“In the year that King Uzziah died, I saw the LORD, high and exalted, seated on a throne; and the train of his robe filled the temple.” (Isaiah 6:1)
People – even good and godly people – can sometimes obscure our view of God. That Isaiah begins by dating this awe-inspiring vision to “the year that King Uzziah died” suggests that this is not an incidental detail. On the contrary, I’m convinced that the timing is significant and enables us to see more clearly the glory of the “high and exalted” one. Because there’s a contrast here between two thrones. The one human, frail and temporary. The other divine, all-powerful and eternal.

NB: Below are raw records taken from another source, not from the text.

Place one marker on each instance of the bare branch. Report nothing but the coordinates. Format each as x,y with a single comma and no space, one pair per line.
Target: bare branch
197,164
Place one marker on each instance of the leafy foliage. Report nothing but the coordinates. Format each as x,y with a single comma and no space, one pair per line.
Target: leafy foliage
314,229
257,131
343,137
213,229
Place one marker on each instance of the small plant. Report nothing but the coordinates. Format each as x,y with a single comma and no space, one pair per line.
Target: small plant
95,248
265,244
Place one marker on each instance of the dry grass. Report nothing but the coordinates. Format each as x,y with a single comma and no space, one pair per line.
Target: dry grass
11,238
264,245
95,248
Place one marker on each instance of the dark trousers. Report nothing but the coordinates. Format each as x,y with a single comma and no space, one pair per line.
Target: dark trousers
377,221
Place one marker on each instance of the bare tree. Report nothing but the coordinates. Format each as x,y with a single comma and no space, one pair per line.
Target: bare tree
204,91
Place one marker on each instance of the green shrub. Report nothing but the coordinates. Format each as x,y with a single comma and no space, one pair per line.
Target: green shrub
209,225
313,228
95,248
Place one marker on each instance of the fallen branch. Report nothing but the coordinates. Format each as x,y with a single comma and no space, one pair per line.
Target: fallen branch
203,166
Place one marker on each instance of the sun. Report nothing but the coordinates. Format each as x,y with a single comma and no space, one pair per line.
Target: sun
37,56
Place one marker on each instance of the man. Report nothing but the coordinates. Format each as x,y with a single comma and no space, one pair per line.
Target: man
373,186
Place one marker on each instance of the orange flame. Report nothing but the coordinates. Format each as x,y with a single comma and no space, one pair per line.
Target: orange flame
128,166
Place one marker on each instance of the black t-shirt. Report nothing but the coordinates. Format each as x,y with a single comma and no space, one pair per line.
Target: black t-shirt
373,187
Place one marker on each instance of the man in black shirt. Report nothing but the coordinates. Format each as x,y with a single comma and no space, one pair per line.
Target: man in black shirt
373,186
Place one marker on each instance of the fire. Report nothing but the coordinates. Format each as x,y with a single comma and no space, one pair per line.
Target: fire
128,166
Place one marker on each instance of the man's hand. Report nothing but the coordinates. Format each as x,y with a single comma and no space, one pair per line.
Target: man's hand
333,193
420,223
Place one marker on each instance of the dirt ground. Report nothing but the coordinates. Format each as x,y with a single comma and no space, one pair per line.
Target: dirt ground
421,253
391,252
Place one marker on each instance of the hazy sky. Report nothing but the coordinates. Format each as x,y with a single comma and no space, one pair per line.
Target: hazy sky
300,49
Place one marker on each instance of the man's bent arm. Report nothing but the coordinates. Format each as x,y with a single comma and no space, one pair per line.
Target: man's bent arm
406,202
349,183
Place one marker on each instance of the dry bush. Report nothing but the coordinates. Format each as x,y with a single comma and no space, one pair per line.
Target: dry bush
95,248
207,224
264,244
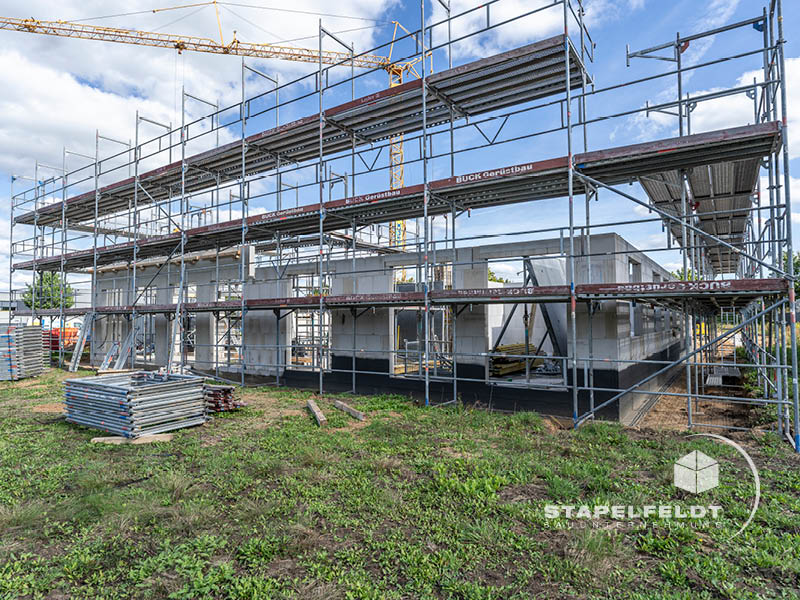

King Uzziah was one of Judah’s more successful kings. The historical record of his impressive reign is recounted for us in 2 Chronicles Chapter 26. He came to the throne at the tender age of 16 and reigned for a total of fifty-two years (v 3). He did what was right in the eyes of the LORD and as long as he sought the LORD, God gave him success. In particular, great military success. At the height of his powers he had a mighty army of 307,500 trained men (v 13). No wonder “His fame spread far and wide” (v 15).
Tragically, Uzziah eventually went the way of the other kings of Judah (and of Israel). After he “became powerful, his pride led to his downfall. He was unfaithful to the Lord his God…” (v 16).
Powerful yet flawed King Uzziah points us forward, of course, to another king. To the King of Kings, born into this world as a child. The one who, as the prophet later declares, will have the government on his shoulders and “will be called Wonderful Counsellor, Mighty God, Everlasting Father, Prince of Peace” (Isaiah 9:6). Unlike Uzziah, King Jesus “though he was in the form of God, did not count equality with God a thing to be grasped, but emptied himself, by taking the form of a servant, being born in the likeness of men. And being found in human form, he humbled himself by becoming obedient to the point of death, even death on a cross” (Philippians 2:6-8). So King Uzziah, a mere man, gets proud and exalts himself. Jesus, by very nature God, humbles himself and is ultimately exalted to the highest place.
Back to Isaiah. He receives his vision of the Holy, Holy, Holy God seated on a throne in the very same year that a hugely successful and powerful – but ultimately sinful and weak – human king dies. The temptation with people who are famous, successful, powerful or influential is that we put them up on a pedestal. We can move from healthy respect to unhealthy reverence and idol worship. I might do this with a Christian leader, for example, or a political figure, or even a friend or family member who has huge personal influence in my life. Easy to forget that even the very best human being is ultimately flawed and weak – an ordinary man or woman, just like the rest of us.
Sometimes it’s only when such people are no longer around that our view of God comes into sharper focus. So when human influence, power, or success fades or is stripped away, or when someone significant in your life passes away – be ready. God may well take this loss and, in his mercy, turn it into great gain. Into an opportunity to see the Holy, Sovereign Lord more clearly.